Sebagaimana kita ketahui, Islam adalah agama yang penuih dengan kemurahan (yasar), bukan agama yang serba memberatkan (‘usr). Diantara kemurahan dalam Islam ditunjukkan diantaranya ialah dengan memberikan dispensasi (rukhsah) berupa meringkas shalat saat kita sedang bepergian atau menjadi seorang musafir. Mekanisme meringkas shalat tersebut biasa kita sebut sebagai qasar.
Tidak semua salat bisa diqasar. Hanya shalat yang berjumlah empat rakaat yang diringkas pengerjaannya hanya menjadi dua raka’at. Shalat-shalat tersebut ialah Dzuhur, Ashar dan Isya. Untuk shalat Maghrib dan Shubuh tidak mendapatkan dispensasi qashar.

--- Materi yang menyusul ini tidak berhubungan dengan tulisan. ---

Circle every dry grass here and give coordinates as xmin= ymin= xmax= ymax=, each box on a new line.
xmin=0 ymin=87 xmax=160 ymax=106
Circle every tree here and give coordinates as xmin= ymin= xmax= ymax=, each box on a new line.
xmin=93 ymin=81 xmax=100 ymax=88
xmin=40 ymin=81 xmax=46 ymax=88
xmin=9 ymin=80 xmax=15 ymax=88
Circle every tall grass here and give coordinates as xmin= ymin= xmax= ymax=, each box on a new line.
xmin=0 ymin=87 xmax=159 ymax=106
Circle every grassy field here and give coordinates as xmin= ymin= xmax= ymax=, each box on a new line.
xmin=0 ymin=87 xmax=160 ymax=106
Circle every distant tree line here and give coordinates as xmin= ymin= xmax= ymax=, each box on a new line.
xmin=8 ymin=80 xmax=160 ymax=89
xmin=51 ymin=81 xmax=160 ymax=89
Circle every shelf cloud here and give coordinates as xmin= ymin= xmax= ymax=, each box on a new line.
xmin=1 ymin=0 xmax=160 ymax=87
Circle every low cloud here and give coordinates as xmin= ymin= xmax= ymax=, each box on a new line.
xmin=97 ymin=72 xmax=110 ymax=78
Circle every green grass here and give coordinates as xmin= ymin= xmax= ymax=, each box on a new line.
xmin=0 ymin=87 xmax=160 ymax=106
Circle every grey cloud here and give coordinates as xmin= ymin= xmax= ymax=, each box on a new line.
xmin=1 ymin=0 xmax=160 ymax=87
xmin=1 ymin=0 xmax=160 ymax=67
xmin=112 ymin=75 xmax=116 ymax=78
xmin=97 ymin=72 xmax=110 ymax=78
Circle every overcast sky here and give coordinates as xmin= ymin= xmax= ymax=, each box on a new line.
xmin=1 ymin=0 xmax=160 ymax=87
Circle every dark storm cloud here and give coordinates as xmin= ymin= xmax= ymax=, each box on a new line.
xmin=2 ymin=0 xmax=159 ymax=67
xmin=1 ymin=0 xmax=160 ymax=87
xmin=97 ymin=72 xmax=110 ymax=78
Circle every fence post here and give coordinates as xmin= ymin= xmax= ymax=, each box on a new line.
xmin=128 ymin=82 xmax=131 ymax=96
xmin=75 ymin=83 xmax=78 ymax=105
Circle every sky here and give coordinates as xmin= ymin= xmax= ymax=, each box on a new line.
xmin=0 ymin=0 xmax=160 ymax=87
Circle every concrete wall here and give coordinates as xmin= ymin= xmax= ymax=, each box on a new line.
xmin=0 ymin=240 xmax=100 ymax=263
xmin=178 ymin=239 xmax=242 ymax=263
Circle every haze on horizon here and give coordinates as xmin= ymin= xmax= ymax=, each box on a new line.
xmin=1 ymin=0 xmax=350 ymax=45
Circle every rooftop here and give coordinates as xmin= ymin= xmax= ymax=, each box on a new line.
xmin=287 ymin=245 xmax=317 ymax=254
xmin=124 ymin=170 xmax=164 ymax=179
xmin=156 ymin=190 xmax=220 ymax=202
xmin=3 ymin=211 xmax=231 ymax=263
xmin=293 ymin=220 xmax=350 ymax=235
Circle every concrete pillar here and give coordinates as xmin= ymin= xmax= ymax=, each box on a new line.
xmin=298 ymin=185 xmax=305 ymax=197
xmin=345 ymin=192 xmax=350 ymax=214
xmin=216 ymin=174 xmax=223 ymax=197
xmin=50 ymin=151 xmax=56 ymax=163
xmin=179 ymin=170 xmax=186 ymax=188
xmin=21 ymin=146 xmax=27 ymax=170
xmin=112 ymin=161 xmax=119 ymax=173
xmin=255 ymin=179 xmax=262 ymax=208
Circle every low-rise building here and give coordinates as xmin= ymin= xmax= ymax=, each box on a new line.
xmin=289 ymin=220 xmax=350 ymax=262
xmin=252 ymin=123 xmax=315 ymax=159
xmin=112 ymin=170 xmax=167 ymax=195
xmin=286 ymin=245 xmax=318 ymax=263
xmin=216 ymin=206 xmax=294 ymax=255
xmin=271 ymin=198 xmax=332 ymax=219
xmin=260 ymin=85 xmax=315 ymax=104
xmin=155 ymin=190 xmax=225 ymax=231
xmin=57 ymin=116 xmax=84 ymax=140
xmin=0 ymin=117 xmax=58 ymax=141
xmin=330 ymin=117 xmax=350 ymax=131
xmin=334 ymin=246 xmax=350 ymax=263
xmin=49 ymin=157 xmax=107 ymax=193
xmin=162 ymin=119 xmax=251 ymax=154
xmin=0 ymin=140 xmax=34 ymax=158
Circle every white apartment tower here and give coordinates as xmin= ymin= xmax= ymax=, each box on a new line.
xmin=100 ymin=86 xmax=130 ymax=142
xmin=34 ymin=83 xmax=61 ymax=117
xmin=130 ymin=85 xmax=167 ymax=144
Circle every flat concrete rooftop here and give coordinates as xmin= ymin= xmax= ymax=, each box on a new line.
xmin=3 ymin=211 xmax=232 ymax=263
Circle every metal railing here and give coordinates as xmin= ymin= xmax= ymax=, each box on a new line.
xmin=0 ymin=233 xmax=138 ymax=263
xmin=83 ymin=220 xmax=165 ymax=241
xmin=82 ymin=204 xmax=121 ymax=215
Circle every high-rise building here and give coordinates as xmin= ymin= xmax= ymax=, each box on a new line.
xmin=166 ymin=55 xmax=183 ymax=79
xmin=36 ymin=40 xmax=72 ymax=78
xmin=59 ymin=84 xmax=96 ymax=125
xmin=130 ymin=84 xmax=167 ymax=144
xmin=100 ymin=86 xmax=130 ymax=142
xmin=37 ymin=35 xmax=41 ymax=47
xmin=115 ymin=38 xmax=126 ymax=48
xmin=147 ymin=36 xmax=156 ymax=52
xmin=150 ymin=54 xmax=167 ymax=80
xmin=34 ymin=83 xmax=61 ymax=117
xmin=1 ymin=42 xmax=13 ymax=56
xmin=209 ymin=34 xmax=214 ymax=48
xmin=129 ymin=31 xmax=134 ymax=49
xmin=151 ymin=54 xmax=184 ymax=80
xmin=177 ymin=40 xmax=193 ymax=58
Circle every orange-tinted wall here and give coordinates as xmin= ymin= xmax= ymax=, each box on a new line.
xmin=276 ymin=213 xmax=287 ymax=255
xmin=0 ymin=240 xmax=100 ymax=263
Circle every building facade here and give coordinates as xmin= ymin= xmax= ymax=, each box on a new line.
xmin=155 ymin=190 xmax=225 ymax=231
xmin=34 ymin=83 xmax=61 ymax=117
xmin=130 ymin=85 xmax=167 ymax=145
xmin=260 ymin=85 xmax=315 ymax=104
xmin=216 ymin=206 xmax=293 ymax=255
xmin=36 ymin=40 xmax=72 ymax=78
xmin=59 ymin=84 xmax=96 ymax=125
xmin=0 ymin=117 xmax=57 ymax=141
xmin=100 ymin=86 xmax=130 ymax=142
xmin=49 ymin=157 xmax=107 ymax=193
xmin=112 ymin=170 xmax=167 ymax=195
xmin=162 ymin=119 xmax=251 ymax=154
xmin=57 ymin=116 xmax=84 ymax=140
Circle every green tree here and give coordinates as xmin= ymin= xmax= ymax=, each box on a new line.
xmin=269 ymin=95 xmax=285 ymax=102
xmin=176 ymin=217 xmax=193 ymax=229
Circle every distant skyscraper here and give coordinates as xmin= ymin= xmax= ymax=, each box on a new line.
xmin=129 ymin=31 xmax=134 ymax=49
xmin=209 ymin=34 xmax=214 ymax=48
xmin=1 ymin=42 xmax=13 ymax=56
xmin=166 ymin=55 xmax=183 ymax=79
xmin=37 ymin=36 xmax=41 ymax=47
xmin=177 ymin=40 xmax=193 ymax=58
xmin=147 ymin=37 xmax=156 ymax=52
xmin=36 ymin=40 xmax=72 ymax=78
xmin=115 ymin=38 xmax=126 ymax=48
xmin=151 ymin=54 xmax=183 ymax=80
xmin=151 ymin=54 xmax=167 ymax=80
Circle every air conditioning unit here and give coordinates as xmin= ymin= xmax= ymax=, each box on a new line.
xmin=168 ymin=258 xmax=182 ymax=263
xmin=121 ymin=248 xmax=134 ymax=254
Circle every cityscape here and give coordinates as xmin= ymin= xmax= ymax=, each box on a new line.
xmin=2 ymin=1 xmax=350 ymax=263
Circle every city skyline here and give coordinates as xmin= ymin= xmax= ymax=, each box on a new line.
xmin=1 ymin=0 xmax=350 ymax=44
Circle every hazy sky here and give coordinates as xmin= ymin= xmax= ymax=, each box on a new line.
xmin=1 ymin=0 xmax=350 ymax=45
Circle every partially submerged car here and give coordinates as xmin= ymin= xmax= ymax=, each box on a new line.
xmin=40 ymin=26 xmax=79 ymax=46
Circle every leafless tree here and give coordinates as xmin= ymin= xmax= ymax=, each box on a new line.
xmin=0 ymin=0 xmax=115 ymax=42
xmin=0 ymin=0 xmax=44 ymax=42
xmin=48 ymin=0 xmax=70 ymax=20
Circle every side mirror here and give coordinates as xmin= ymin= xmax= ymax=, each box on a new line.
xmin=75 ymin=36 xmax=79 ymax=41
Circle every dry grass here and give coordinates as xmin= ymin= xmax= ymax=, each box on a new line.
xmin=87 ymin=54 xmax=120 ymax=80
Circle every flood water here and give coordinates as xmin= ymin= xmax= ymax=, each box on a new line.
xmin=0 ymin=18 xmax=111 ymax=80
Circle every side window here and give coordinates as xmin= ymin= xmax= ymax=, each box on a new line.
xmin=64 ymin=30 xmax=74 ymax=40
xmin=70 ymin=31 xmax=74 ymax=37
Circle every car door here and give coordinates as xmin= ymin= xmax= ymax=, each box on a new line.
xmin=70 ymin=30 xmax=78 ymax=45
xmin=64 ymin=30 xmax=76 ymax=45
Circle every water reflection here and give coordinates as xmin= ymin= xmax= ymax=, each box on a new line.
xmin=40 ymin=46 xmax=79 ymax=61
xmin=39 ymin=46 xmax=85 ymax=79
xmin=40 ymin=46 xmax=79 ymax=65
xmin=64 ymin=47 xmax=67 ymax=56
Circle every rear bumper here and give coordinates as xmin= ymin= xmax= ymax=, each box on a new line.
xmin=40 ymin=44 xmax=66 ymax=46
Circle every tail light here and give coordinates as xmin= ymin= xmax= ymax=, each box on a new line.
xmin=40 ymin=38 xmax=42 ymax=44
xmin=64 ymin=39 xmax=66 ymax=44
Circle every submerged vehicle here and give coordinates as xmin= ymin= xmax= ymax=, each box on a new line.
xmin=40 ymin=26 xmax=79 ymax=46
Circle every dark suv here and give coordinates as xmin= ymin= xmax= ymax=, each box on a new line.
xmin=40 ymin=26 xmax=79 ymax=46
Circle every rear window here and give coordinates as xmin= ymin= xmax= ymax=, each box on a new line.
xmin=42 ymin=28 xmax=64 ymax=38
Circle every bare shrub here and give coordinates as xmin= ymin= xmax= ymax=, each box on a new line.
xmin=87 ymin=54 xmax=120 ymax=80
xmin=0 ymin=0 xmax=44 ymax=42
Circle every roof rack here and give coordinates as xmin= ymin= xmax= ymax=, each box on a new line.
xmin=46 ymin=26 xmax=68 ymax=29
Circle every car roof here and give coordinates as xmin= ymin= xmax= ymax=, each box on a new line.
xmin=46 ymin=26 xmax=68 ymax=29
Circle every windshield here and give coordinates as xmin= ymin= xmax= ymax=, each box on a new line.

Meskipun demikian, ada beberapa dari kita yang kadang-kadang mengalami kebingungan, karena meskipun dia tahu dia sedang bepergian sehingga boleh mengqashar salat, namun rasanya kurang afdhal kalau shalat yang dia lakukan tidak disempurnakan menjadi empat rakaat (itmam).
Hal tersebut sebenarnya pernah disinggung oleh Imam Syafi’i sebagaimana dikutip oleh Imam Abu Ishak Ibrahim bin Ali bin Yusuf al-Fairuzzabadi al-Syairazi dalam Al- Muhadzdzab fi Fiqh al-Imam al-Syafi’i (Damaskus: Dar al-Qalam, 1992), juz. I, h. 193:
قال الشافعي رحمه الله: وأحب أن لا يقصر في أقل من ثلاثة أيام وإنما استحب ذلك ليخرج من الخلاف فإن أبا حنيفة رحمه الله لا يبيح القصر إلا في مسيرة ثلاثة أيام
Artinya: “Imam Syafii berkata: “Aku lebih suka tidak mengqashar salat pada perjalanan yang kurang dari 3 hari. Aku menyukai hal itu agar terbebas dari perbedaan pendapat karena Imam Abu Hanifah RA tidak memperbolehkan qashar kecuali pada perjalanan yang lebih tiga hari.””

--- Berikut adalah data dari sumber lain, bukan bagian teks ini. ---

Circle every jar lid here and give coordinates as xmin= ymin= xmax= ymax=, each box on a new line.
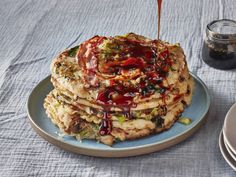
xmin=206 ymin=19 xmax=236 ymax=42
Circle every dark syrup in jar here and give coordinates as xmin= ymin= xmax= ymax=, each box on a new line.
xmin=202 ymin=19 xmax=236 ymax=70
xmin=202 ymin=41 xmax=236 ymax=70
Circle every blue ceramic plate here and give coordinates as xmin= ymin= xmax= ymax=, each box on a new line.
xmin=27 ymin=73 xmax=210 ymax=157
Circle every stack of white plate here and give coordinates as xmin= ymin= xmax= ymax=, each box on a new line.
xmin=219 ymin=103 xmax=236 ymax=171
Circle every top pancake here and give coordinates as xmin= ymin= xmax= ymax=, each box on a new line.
xmin=51 ymin=33 xmax=192 ymax=110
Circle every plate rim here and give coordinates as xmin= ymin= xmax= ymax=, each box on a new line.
xmin=222 ymin=131 xmax=236 ymax=162
xmin=27 ymin=72 xmax=211 ymax=157
xmin=219 ymin=130 xmax=236 ymax=171
xmin=223 ymin=103 xmax=236 ymax=155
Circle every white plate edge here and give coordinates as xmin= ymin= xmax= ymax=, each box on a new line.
xmin=219 ymin=130 xmax=236 ymax=171
xmin=223 ymin=103 xmax=236 ymax=155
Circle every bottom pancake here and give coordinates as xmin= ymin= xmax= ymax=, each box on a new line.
xmin=44 ymin=89 xmax=188 ymax=146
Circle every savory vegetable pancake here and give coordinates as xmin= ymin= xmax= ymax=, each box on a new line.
xmin=44 ymin=33 xmax=194 ymax=146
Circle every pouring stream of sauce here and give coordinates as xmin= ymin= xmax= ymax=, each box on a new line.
xmin=157 ymin=0 xmax=162 ymax=40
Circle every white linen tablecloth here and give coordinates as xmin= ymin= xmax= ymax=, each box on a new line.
xmin=0 ymin=0 xmax=236 ymax=176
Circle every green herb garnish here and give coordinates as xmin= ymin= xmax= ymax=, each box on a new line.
xmin=79 ymin=130 xmax=88 ymax=137
xmin=68 ymin=45 xmax=80 ymax=57
xmin=116 ymin=115 xmax=126 ymax=123
xmin=178 ymin=117 xmax=192 ymax=125
xmin=170 ymin=67 xmax=176 ymax=71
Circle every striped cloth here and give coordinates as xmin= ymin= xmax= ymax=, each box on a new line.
xmin=0 ymin=0 xmax=235 ymax=176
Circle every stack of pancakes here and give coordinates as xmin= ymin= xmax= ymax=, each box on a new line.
xmin=44 ymin=33 xmax=194 ymax=146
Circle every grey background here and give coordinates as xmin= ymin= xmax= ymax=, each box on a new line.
xmin=0 ymin=0 xmax=236 ymax=176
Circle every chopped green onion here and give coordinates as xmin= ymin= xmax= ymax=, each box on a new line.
xmin=178 ymin=117 xmax=192 ymax=125
xmin=68 ymin=45 xmax=80 ymax=57
xmin=116 ymin=115 xmax=126 ymax=123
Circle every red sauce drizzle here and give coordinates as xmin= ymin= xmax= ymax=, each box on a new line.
xmin=95 ymin=38 xmax=172 ymax=135
xmin=97 ymin=84 xmax=139 ymax=135
xmin=77 ymin=36 xmax=107 ymax=87
xmin=97 ymin=84 xmax=138 ymax=106
xmin=101 ymin=57 xmax=145 ymax=74
xmin=99 ymin=112 xmax=112 ymax=135
xmin=173 ymin=94 xmax=183 ymax=102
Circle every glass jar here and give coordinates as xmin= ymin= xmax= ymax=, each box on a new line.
xmin=202 ymin=19 xmax=236 ymax=70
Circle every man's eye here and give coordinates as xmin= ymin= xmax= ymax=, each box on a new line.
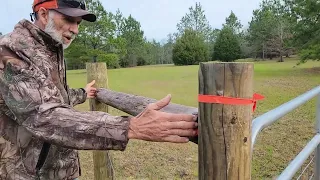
xmin=64 ymin=17 xmax=81 ymax=25
xmin=64 ymin=17 xmax=74 ymax=23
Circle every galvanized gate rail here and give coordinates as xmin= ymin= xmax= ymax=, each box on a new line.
xmin=251 ymin=86 xmax=320 ymax=180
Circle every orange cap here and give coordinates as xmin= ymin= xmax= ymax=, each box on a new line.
xmin=31 ymin=0 xmax=96 ymax=22
xmin=33 ymin=0 xmax=58 ymax=12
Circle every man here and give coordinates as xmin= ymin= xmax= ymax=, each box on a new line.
xmin=0 ymin=0 xmax=198 ymax=179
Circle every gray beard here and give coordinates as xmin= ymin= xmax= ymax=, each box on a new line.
xmin=44 ymin=13 xmax=73 ymax=50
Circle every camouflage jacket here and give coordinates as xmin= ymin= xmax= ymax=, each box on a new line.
xmin=0 ymin=19 xmax=130 ymax=180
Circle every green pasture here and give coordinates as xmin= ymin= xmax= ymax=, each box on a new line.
xmin=67 ymin=57 xmax=320 ymax=179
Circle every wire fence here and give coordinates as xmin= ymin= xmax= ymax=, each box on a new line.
xmin=296 ymin=154 xmax=314 ymax=180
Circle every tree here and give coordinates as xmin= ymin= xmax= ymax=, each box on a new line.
xmin=139 ymin=39 xmax=161 ymax=66
xmin=78 ymin=0 xmax=116 ymax=61
xmin=176 ymin=2 xmax=212 ymax=41
xmin=119 ymin=15 xmax=145 ymax=67
xmin=246 ymin=0 xmax=294 ymax=61
xmin=285 ymin=0 xmax=320 ymax=63
xmin=64 ymin=0 xmax=150 ymax=69
xmin=172 ymin=29 xmax=209 ymax=65
xmin=213 ymin=27 xmax=241 ymax=62
xmin=65 ymin=40 xmax=90 ymax=69
xmin=207 ymin=28 xmax=221 ymax=60
xmin=268 ymin=0 xmax=294 ymax=62
xmin=223 ymin=11 xmax=243 ymax=35
xmin=113 ymin=9 xmax=125 ymax=37
xmin=162 ymin=34 xmax=174 ymax=64
xmin=110 ymin=9 xmax=128 ymax=61
xmin=241 ymin=29 xmax=256 ymax=58
xmin=65 ymin=0 xmax=121 ymax=69
xmin=247 ymin=3 xmax=277 ymax=60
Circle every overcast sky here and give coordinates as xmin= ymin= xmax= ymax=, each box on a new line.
xmin=0 ymin=0 xmax=261 ymax=41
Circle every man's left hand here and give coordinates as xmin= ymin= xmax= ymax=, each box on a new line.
xmin=85 ymin=80 xmax=97 ymax=99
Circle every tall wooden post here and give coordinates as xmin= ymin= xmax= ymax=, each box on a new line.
xmin=198 ymin=62 xmax=253 ymax=180
xmin=86 ymin=62 xmax=114 ymax=180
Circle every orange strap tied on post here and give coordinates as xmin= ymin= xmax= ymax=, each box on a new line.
xmin=198 ymin=93 xmax=264 ymax=112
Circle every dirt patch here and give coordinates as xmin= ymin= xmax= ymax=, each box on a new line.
xmin=302 ymin=67 xmax=320 ymax=75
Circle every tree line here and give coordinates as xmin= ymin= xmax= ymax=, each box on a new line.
xmin=171 ymin=0 xmax=320 ymax=65
xmin=65 ymin=0 xmax=175 ymax=69
xmin=16 ymin=0 xmax=318 ymax=69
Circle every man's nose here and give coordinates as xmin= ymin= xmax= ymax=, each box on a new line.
xmin=70 ymin=23 xmax=79 ymax=35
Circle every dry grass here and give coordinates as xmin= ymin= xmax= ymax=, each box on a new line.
xmin=66 ymin=57 xmax=320 ymax=179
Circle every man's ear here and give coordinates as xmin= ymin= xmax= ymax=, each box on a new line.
xmin=37 ymin=7 xmax=50 ymax=26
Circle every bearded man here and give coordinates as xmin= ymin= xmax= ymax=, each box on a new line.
xmin=0 ymin=0 xmax=198 ymax=179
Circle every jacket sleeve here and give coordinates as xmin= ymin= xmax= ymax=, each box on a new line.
xmin=0 ymin=60 xmax=131 ymax=151
xmin=67 ymin=87 xmax=87 ymax=106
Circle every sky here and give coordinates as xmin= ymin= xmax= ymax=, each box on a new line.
xmin=0 ymin=0 xmax=262 ymax=42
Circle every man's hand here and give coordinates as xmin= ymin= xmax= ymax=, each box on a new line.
xmin=128 ymin=94 xmax=198 ymax=143
xmin=85 ymin=80 xmax=97 ymax=99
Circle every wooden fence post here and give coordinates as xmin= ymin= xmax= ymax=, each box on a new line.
xmin=198 ymin=62 xmax=254 ymax=180
xmin=86 ymin=62 xmax=114 ymax=180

Setidaknya ada beberapa hal yang bisa kita pahami dari pendapat Imam Syafii tersebut, yakni pertama bahwa beliau memperbolehkan qashar shalat bagi seseorang yang durasi perjalanannya kurang dari 3 hari, hanya saja beliau kurang menyukai hal tersebut, dan kedua bahwa Imam Abu Hanifah hanya memperbolehkan qashar bagi yang durasi perjalanannya kurang dari 3 hari.
Sebaliknya, jika durasi perjalanan adalah lebih dari tiga hari, maka sudah pasti yang lebih utama adalah melakukan qashar. Selanjutnya, agar tidak salah paham, maka perlu diingatkan kembali bahwa diperbolehkannya qashar itu sejak awal perjalanan, yakni ketika seorang musafir telah keluar dari desa tempat tinggalnya, bukan sejak hari ketiga perjalanan.